Excerpted from the book: “Saints: Ancient and Modern” by Barbara Calamari and Sandra DiPasqua.

Saint Rita of Cascia

 1386-1457

Feast Day: May 22

Patronage: Impossible Causes, Bad Marriages, Victims of Spousal Abuse, Widows

Invoked Against: Sterility, Loneliness, Bodily ills, Smallpox

Symbols: Roses, Bees, Figs, Nun with cross receiving wound, Crown of thorns, Crucifix

       Margarita Lotti was the answer to the prayers of a devoutly Catholic older couple in Roccaporena, Italy. During the pregnancy, her mother had a vision of an angel telling her “You will give birth to a daughter marked with the seal of sanctity, gifted with every virtue, a helper to the helpless and an advocate of the afflicted.” Her father named the child Rita, as the Angel had called her.  After the baby’s baptism, bees would hover over her while she slept.  A symbol of divine presence, they never harmed nor woke her.

       Rita came of age at the time of a deep schism in the Church – the Pope had fled to Avignon and the future of many religious communities was uncertain. Her true wish was to become a nun but she obeyed her parents and married instead, to support them in their old age. The husband chosen for her, Paolo Mancini, was a good provider though gradually revealed a violent, volatile nature. He was unfaithful, abusive and domineering. Heavily involved in the factional infighting that gripped the Italian landscape, he made many enemies.

        Rita prayed fervently that her husband would have a change of heart and become a better husband and father to their twin sons.  Paolo experienced a conversion when he was sent a vision of himself as he was seen by others. He begged Rita’s forgiveness for the difficult life he had subjected her to and vowed to change. They had been married for 18 years when Paolo was ambushed on his way to work and murdered, his mutilated body dumped on the family’s doorstep. Their enraged teenaged sons vowed a vendetta. Entreaties by their mother to turn the other cheek were scoffed at.  Rita begged God to stop her boys before they also committed murder. Within that year, before they could act on their anger, both boys contracted an illness and died. Rita was distraught at the loss of her entire family, but took some comfort in the fact that her sons died in a state of grace.  
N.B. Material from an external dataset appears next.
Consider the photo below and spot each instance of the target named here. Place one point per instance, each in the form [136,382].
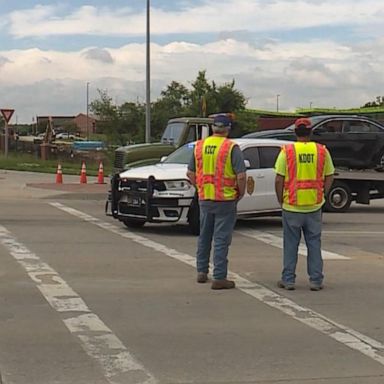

            Devoting herself to charity, Rita decided to pursue her early wishes of joining a convent. It is said that the local order of Augustinian nuns refused her on the grounds that she was not a virgin. A more probable reason for rejection, several of the nuns came from families of Paolo’s declared enemies and they did not want to inflame the convent with tensions brought in from the outside world. Rita implored her patron saints for help, Saint John the Baptist, Saint Augustine of Hippo and Saint Nicholas of Tolentino. Three times she requested admission to the convent and three times she was denied. One tale of how she was eventually accepted has Rita hearing a knock at her door during her prays to her three patrons. Though no one was there, a voice called to her, “Rita! Rita! Fear not, God will admit you into the cloister as His spouse.”  When she resumed praying, John the Baptist appeared to her and told her to follow him to the Convent of Mary Magdalene. Along the way, they were joined by Saints Augustine and Nicholas of Tolentino, radiant in light.  The saints blessed her at the convent door then disappeared. Rita was found the next day by the astonished nuns, inside their convent! After she recounted the story of her miraculous entrance, it was decided that she should remain with them. The other tale explains that through prayer and meditation Rita was able to create such an atmosphere of serenity about her that it enabled her to affect a signed truce between her husband’s family and the family of his enemies. Impressed by her dedication and sincerity, the prioress of the convent admitted her.

       As a nun, Rita tended the elderly and sick sisters and devoted much time to prayer, and meditation, allegedly sleeping only two hours a night. When she had lived in the convent for 25 years, she heard a sermon on the Passion and Death of Jesus Christ which focused on his crown of thorns. While later meditating on this in her cell she felt an intense pain in her head. A wound opened on her forehead.  Never healing, it grew foul smelling with infection and eventually filled with little worms.  Rita was shunned as repulsive by the rest of the nuns and remained isolated in her cell, praying and meditating with a mystical fervor. In 1450 the Pope declared a Jubilee Year and Rita requested permission to travel to Rome with the other nuns. She was told she could not leave until her wound healed. After a day of prayer all trace of the wound vanished and Rita made the pilgrimage. Upon walking over the convent’s threshold on her return, the festering wound instantly reappeared.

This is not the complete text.